These steps start hadoop as a series of daemon(background) services. In order to verify, go to your browser (use chrome if you can) and try connecting localhost:50070
. You will be good if you see a console-looking page popping up.
Almost the same as that in section 'Install Hadoop'. Don't forget to try brew update && brew upgrade
if you get stuck here.
dyn-160-39-203-77:~ siruitan$ brew install hbase
==> Downloading https://www.apache.org/dyn/closer.cgi?path=hbase/1.1.2/hbase-1.1.2-bin.tar.gz
==> Best Mirror http://apache.mirrors.pair.com/hbase/1.1.2/hbase-1.1.2-bin.tar.gz
curl: (22) The requested URL returned error: 404 Not Found
Trying a mirror...
==> Downloading https://archive.apache.org/dist/hbase/1.1.2/hbase-1.1.2-bin.tar.gz
######################################################################## 100.0%
==> Caveats
You must edit the configs in:
/usr/local/Cellar/hbase/1.1.2/libexec/conf
to reflect your environment.
For more details:
https://hbase.apache.org/book.html
==> Summary
🍺 /usr/local/Cellar/hbase/1.1.2: 11,703 files, 391.0M, built in 23 seconds
Go to HBase's home dir, /usr/local/Cellar/hbase/<version number>
, and go further into libexec/conf/
, the dir for HBase config files. Now please consult section 'Configure Hadoop' for config details, I will list them here.
hbase-env.sh
Append this line
export JAVA_HOME="$(/usr/libexec/java_home)"

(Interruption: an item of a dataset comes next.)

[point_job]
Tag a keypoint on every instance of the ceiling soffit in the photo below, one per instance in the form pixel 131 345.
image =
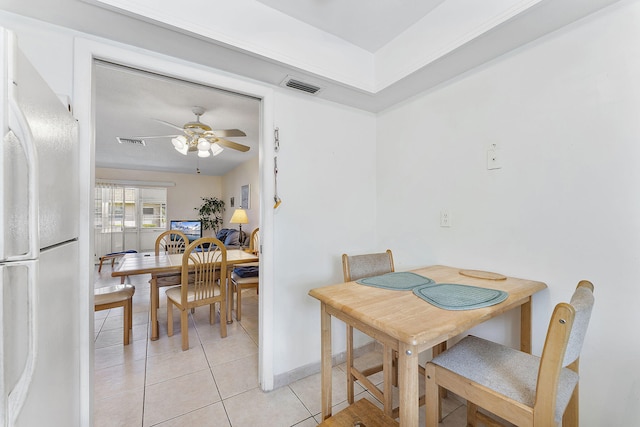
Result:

and find/replace with this line
export HBASE_OPTS="-XX:+UseConcMarkSweepGC -Djava.security.krb5.realm= -Djava.security.krb5.kdc="
hbase-site.xml
<configuration>
<property>
<name>hbase.rootdir</name>
<value>hdfs://localhost:9000/hbase</value>
</property>
</configuration>
Under HBase's home dir, go to bin/
dir and start HBase services through start-hbase.sh
.
dyn-160-39-203-77:bin siruitan$ ./start-hbase.sh
starting master, logging to /usr/local/Cellar/hbase/1.1.2/libexec/bin/../logs/hbase-siruitan-master-dyn-160-39-203-77.dyn.columbia.edu.out
Java HotSpot(TM) 64-Bit Server VM warning: ignoring option PermSize=128m; support was removed in 8.0
Java HotSpot(TM) 64-Bit Server VM warning: ignoring option MaxPermSize=128m; support was removed in 8.0
dyn-160-39-203-77:bin siruitan$ jps
47026 DataNode
47267 ResourceManager
47141 SecondaryNameNode
47365 NodeManager
47813 HMaster
46934 NameNode
47866 Jps
HBase shell provides an interface for you to play around with HBase, which is the purpose of this hw. under <HBase home dir>/bin/
, use ./hbase shell
to enter the shell and type exit
inside the shell to exit.
dyn-160-39-203-77:bin siruitan$ ./hbase shell
SLF4J: Class path contains multiple SLF4J bindings.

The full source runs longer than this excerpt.